Rockstor not starting correctly

JoeMacFox · July 12, 2017, 3:06pm

Hello,

my Rockstor system worked quite well for a few weeks, but suddenly it does not fully start. Unforutnately I do not know exaclty how Rockstor starts, so I cannot find out, what is going wrong.

I can login via the local terminal and also via SSH, but nothing else (no access to the Web frontend, no access to the files).
In the terminal, I see my shares under /mnt2/, but all shares are empty.

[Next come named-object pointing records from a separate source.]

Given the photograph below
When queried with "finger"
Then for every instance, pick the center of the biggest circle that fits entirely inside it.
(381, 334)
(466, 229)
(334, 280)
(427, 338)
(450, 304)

Let me first explain my setup:
I am using a Dell T20 Server; it contains one SSD (which is sdc, it contains the Rockstor system) and two 8TB HDs(sda and sdb). The SSD is attached to ata3, where the two HDs are connected to ata1 and ata2.

in the logfile I can see:

  ....
    ata1: SATA link up 6.0 Gbps (SStatus 133 SControl 300)
    ata2: SATA link up 6.0 Gbps (SStatus 133 SControl 300)
    ata3: SATA link up 3.0 Gbps (SStatus 123 SControl 300)
    ata3.00: ATA-8: SATA SSD, S5FAM030, max UDMA/100
    ata3.00: 250069680 sectors, multi 16: LBA48 NCQ (depth 31/32), AA
    ata1.00: ATA-9: ST8000AS0002-1NA17Z, AR17, max UDMA/133
    ata1.00: 15628053168 sectors, multi 16: LBA48 NCQ (depth 31/32), AA
    ata2.00: ATA-9: ST8000AS0002-1NA17Z, AR17, max UDMA/133
    ata2.00: 15628053168 sectors, multi 0: LBA48 NCQ (depth 31/32), AA
    ata3.00: configured for UDMA/100
    ata1.00: configured for UDMA/133
    ata2.00: configured for UDMA/133
    ...

so, it detects all my disks.

a few lines later:
> Btrfs loaded, crc32c=crc32c-intel
> BTRFS: device label Server1 devid 1 transid 2204 /dev/sdc2
> BTRFS info (device sdc2): disk space caching is enabled
> BTRFS info (device sdc2): has skinny extents
> BTRFS info (device sdc2): detected SSD devices, enabling SSD mode
but here it talks only about sdc2, not about the other disks and partitions.

Also there is:

Device: /dev/sda, type changed from 'scsi' to 'sat'
Device: /dev/sda [SAT], opened
Device: /dev/sda [SAT], ST8000AS0002-1NA17Z, S/N:Z840WD96, WWN:5-000c50-0936b3be2, FW:AR17, 8.00 TB
Device: /dev/sda [SAT], not found in smartd database.
same for sdb (and sdc)

Then there are some error messages:

server dracut: dracut-
server dracut: Executing: /usr/sbin/dracut --hostonly --hostonly-cmdline --hostonly-i18n -o "plymouth dash resume ifcfg" -f /boot/initramfs-4.8.7-1.el7.elrepo.x86_64kdump.img 4.8.7-1.el7.elrepo.x86_64
server initrock: Traceback (most recent call last):
server initrock: File "/opt/rockstor/bin/initrock", line 45, in <module>
server initrock: sys.exit(scripts.initrock.main())
server initrock: File "/opt/rockstor/src/rockstor/scripts/initrock.py", line 411, in main
server initrock: '--database=%s' % db, app])
server initrock: File "/opt/rockstor/src/rockstor/system/osi.py", line 114, in run_command
server initrock: raise CommandException(cmd, out, err, rc)
server initrock: system.exceptions.CommandException: Error running a command. cmd = /opt/rockstor/bin/django migrate --list --database=default storageadmin. rc = 1. stdout = ['']. stderr = ['Traceback (most r$
server initrock: grations/loader.py", line 47, in __init__', '    self.build_graph()', '  File "/opt/rockstor/eggs/Django-1.8.16-py2.7.egg/django/db/migrations/loader.py", line 191, in build_graph', '    self$
server initrock: nections on Unix domain socket "/var/run/postgresql/.s.PGSQL.5432"?', '', '']
server systemd: rockstor-pre.service: main process exited, code=exited, status=1/FAILURE
server systemd: Failed to start Tasks required prior to starting Rockstor.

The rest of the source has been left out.